CEE assets retreat

10 Nov, 2013

Central European assets retreated on Friday as good US job growth data knocked down the euro, but optimism may get the upper hand again when the region's states will report third-quarter economic output figures. The Czech crown, however, did not fall further after a record drop on Thursday when the central bank massively sold the currency in its first intervention in over a decade.
The forint fell 0.2 percent against the euro to 296.97 by 1501 GMT. Hungarian government bond yields edged up, with 3-year bonds trading at 4.28 percent, up 13 basis points from late Thursday's levels. Earlier Hungarian assets were helped by data showing 5.5 percent annual rise in industrial output in September, more than analysts' 3.2 percent forecast.
"(The rise) shows that the economy, orders are slowly starting to grow," said Peter Hodina, corporate relations director of K&H, one of Hungary's biggest bank. But the forint and Poland's zloty retreated after an unexpected pick-up in US job growth in October knocked down the euro and triggered concern that the US Federal Reserve may cut back its bond buying earlier than expected. Its monetary stimulus has fuelled flows into assets in emerging markets.

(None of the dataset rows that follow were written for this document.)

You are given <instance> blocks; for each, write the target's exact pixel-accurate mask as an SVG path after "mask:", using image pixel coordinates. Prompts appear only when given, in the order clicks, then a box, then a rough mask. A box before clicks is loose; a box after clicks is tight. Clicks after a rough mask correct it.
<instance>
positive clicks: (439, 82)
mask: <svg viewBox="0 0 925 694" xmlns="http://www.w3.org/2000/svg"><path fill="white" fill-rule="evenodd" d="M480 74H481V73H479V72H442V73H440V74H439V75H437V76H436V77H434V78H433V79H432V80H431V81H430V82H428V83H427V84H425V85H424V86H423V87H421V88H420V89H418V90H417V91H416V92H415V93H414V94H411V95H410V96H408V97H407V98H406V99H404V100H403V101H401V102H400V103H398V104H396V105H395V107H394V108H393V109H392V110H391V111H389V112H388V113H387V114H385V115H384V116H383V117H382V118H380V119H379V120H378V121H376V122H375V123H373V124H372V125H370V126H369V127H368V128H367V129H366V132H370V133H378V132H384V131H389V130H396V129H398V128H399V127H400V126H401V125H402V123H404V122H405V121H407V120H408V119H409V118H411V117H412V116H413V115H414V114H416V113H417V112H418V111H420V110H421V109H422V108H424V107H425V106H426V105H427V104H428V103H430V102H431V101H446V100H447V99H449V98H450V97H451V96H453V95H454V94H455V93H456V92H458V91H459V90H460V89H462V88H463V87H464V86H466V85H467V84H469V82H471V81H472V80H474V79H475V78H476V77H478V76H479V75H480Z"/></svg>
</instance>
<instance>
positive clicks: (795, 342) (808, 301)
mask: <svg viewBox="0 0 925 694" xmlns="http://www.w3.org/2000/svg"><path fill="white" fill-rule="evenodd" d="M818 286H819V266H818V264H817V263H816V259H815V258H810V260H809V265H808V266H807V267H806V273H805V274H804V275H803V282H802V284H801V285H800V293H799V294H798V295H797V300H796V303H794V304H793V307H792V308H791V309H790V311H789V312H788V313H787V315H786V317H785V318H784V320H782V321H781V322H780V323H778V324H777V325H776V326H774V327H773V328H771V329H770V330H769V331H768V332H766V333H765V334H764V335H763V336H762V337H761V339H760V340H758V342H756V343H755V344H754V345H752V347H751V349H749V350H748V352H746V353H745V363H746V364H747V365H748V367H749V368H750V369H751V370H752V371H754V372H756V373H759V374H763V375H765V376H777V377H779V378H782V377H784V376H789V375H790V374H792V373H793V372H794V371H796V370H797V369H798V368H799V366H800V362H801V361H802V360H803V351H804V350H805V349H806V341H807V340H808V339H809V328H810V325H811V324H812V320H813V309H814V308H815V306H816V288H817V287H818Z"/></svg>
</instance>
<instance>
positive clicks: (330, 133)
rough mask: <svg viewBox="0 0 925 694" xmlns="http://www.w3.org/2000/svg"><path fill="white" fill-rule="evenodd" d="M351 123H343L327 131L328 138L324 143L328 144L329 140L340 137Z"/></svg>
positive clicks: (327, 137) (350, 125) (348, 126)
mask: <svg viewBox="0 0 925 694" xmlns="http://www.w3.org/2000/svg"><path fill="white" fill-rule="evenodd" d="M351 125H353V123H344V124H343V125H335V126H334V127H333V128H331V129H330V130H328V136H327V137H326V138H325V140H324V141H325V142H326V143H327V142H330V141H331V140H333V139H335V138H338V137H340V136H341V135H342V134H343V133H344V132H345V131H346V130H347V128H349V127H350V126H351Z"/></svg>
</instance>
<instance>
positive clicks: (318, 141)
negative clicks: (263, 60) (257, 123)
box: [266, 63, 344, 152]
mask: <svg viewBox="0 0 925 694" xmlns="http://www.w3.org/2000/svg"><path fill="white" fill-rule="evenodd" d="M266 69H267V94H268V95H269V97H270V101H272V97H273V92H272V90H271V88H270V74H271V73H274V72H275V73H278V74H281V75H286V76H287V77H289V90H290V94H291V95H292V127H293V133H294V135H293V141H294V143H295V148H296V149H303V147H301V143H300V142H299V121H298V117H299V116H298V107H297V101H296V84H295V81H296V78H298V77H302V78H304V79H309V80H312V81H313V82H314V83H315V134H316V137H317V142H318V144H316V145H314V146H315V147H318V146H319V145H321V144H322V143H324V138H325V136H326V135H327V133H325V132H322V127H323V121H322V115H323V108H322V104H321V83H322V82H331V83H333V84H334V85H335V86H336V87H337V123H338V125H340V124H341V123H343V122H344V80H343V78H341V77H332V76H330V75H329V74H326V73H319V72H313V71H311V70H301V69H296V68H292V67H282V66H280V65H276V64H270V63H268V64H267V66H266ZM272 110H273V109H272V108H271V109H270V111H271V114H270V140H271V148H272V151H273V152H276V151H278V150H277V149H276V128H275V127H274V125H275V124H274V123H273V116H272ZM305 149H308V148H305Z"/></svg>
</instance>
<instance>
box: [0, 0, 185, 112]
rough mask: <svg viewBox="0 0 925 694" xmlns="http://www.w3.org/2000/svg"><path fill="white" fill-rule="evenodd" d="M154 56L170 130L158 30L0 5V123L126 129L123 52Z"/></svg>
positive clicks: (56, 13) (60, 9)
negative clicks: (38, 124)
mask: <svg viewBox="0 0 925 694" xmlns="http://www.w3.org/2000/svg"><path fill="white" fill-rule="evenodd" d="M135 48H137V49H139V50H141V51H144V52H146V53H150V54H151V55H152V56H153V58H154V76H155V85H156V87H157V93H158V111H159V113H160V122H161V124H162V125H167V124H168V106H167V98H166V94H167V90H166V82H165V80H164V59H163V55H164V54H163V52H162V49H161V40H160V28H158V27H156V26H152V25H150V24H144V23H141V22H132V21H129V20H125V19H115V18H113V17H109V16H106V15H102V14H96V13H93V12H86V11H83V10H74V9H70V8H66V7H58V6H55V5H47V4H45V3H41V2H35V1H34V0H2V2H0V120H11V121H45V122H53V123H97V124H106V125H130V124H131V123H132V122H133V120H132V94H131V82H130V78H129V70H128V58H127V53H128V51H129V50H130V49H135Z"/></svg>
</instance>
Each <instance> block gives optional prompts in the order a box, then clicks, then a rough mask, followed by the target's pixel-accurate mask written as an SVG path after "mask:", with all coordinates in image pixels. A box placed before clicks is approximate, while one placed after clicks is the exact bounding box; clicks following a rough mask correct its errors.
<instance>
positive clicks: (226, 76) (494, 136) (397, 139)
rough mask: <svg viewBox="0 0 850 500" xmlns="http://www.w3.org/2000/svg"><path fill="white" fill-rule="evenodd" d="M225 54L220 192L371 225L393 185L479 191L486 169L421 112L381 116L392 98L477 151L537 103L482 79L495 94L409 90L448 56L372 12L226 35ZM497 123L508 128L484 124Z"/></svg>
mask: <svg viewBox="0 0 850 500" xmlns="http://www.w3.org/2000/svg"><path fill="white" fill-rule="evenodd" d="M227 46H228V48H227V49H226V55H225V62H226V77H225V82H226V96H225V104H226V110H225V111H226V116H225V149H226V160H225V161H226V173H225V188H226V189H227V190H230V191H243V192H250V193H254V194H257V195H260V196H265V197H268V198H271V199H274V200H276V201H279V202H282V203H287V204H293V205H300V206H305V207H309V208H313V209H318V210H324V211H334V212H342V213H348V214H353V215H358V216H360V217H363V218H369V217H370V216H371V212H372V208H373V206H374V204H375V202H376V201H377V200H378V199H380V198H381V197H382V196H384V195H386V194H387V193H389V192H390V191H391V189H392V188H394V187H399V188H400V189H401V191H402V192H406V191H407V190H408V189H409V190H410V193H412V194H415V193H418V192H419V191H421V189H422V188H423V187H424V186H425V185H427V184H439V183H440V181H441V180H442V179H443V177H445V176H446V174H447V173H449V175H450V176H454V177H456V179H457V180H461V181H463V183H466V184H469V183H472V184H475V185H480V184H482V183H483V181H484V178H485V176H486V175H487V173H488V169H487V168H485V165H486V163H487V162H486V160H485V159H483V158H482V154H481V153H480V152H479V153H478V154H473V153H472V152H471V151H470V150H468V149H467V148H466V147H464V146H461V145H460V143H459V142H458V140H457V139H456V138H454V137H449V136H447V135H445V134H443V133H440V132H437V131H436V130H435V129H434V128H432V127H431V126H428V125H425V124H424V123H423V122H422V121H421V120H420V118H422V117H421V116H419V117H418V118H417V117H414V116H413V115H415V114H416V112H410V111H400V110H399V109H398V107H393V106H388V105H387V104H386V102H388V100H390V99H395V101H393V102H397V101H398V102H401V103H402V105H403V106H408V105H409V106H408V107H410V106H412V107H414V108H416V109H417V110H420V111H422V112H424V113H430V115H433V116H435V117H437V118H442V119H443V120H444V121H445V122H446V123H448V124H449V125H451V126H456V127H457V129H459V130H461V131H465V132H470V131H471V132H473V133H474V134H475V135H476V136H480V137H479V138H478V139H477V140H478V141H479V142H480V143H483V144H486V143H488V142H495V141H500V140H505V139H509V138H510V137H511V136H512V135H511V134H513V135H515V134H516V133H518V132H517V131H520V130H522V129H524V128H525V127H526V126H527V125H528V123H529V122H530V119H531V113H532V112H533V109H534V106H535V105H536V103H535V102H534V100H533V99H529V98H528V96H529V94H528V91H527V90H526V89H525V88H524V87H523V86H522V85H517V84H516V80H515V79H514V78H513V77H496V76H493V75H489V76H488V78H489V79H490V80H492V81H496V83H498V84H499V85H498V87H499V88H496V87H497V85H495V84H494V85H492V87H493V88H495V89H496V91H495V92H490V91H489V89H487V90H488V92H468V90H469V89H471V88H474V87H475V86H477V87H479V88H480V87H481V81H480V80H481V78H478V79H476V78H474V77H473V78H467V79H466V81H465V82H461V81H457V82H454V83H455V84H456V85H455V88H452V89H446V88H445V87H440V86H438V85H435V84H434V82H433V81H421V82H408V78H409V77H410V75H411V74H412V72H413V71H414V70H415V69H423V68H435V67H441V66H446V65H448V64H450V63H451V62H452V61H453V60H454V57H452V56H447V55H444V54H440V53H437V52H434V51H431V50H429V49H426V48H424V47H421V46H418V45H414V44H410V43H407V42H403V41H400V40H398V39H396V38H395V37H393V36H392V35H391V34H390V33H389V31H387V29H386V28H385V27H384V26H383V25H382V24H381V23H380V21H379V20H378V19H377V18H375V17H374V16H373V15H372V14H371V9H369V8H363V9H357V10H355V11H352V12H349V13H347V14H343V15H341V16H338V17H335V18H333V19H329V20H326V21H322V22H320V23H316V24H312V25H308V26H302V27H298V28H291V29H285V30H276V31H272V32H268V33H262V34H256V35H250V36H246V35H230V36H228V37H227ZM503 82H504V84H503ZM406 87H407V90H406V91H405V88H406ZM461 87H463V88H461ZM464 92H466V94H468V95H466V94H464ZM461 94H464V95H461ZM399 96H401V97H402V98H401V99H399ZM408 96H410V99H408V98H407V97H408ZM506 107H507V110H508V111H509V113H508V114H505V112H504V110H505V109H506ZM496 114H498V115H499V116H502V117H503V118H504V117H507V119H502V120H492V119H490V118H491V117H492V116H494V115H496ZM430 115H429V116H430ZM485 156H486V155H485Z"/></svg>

The zloty shed 0.3 percent against the euro. One Budapest-based currency dealer said the forint and the zloty eased in tandem, but their reaction to the US data was much milder than falls by other emerging market currencies, the Turkish lira and the South African rand. The crown fell almost 5 percent after the intervention to 27 against the euro. It was bid flat at 296.97 on Friday. The Prague bourse led a fall of the region's national equity indices, shedding 1.9 percent, led by Komercni banka. Elsewhere, Romania's leu shed 0.2 percent and the Serbian dinar eased 0.1 percent.